Large scale simulations of photonic quantum computers
Current quantum computers are in the “NISQ”, or Noisy-Intermediate-Scale-Quantum regime. The true potential of quantum computing will only be realized when noise levels are reduced or controlled, and large scale is achieved. Xanadu’s approach is to use photonic technology as the building blocks of their machines. This project addresses the question: How do we build a useful quantum computer based on imperfect photonics components? There are 2 specific aspects of this general question: A – In which conditions does a photonic quantum computer reach quantum advantage (demonstrating large speedups compared to today’s most powerful conventional computers)? B – What are the resources required to build a scalable fault-tolerant photonic quantum computer? This project will provide the team with a much more detailed understanding of the requirements and tradeoffs involved in the future, much larger-scale generations of quantum photonic hardware that must be built in order to fully realize the theoretical potential of quantum computing.By mapping out a pathway to demonstrating quantum advantage, and large-scale, fault-tolerant quantum computing, this project will guide Xanadu’s ongoing efforts to build more powerful quantum computers which can deliver commercial benefits to customers and ensure economic impact.

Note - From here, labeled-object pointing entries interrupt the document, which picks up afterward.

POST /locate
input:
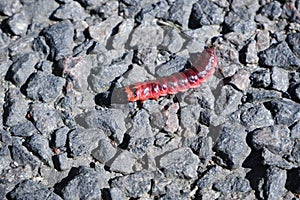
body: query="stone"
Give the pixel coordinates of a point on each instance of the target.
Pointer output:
(279, 55)
(180, 163)
(104, 151)
(280, 79)
(59, 37)
(44, 87)
(84, 185)
(231, 146)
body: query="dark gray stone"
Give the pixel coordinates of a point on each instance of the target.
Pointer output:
(285, 112)
(123, 163)
(44, 87)
(280, 79)
(262, 95)
(256, 116)
(71, 10)
(116, 194)
(5, 141)
(275, 138)
(111, 121)
(232, 184)
(274, 182)
(22, 67)
(293, 40)
(231, 146)
(134, 185)
(295, 131)
(272, 10)
(228, 100)
(180, 163)
(19, 23)
(10, 7)
(279, 55)
(101, 77)
(83, 141)
(261, 78)
(24, 129)
(84, 185)
(209, 177)
(44, 118)
(173, 66)
(39, 145)
(271, 159)
(296, 152)
(15, 108)
(22, 156)
(60, 137)
(32, 190)
(104, 151)
(205, 13)
(60, 39)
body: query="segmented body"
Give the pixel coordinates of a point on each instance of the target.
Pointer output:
(203, 68)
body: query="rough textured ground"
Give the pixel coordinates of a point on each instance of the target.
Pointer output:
(237, 136)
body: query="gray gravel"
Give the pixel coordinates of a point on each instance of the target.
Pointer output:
(63, 136)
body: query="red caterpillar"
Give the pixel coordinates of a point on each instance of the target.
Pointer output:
(178, 82)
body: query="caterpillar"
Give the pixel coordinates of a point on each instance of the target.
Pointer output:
(202, 69)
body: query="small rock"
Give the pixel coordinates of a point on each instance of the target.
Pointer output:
(102, 31)
(180, 12)
(285, 112)
(251, 54)
(19, 23)
(39, 145)
(228, 100)
(173, 42)
(59, 37)
(104, 152)
(262, 95)
(180, 163)
(32, 190)
(15, 108)
(272, 10)
(262, 40)
(232, 184)
(83, 141)
(241, 79)
(44, 87)
(271, 159)
(173, 66)
(9, 7)
(295, 131)
(21, 69)
(261, 78)
(205, 13)
(84, 185)
(45, 119)
(256, 116)
(134, 185)
(71, 10)
(293, 40)
(210, 176)
(147, 35)
(231, 145)
(274, 183)
(60, 137)
(280, 79)
(275, 138)
(22, 156)
(279, 55)
(123, 163)
(120, 39)
(111, 121)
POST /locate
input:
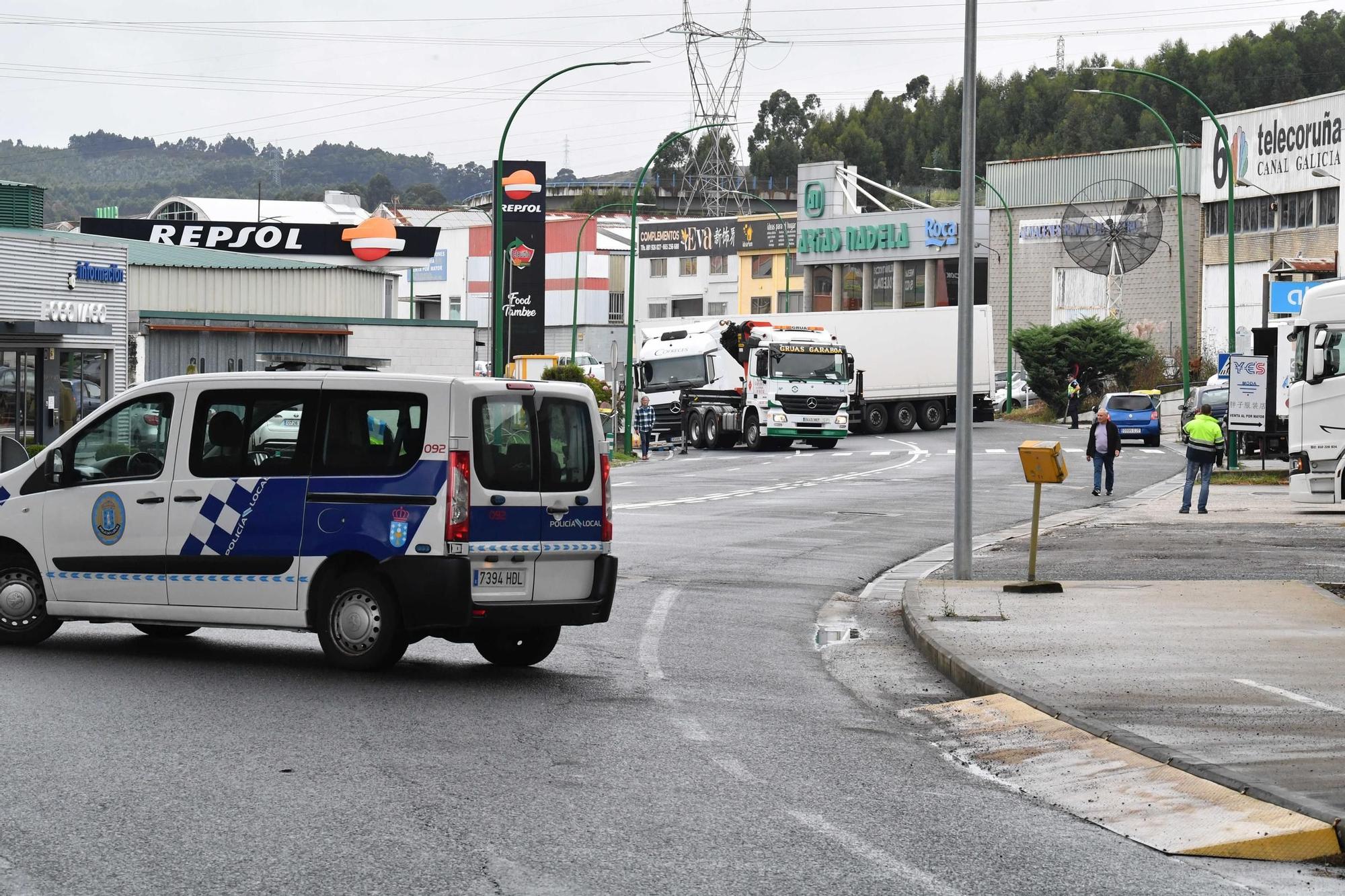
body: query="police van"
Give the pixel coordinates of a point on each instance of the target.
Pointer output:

Smart Handling of Big Radio Signal Data
This project will take advantage of some of the world’s largest data sets produced by radio astronomy, established University of Toronto and Ontario astronomy expertise, and technology from IBM to strengthen IBM Canada’s position in the upcoming generation of big projects including signal processing for ALMA (Atacama Large Millimeter/submillimeter Array) and SKA (Square Kilometer Array).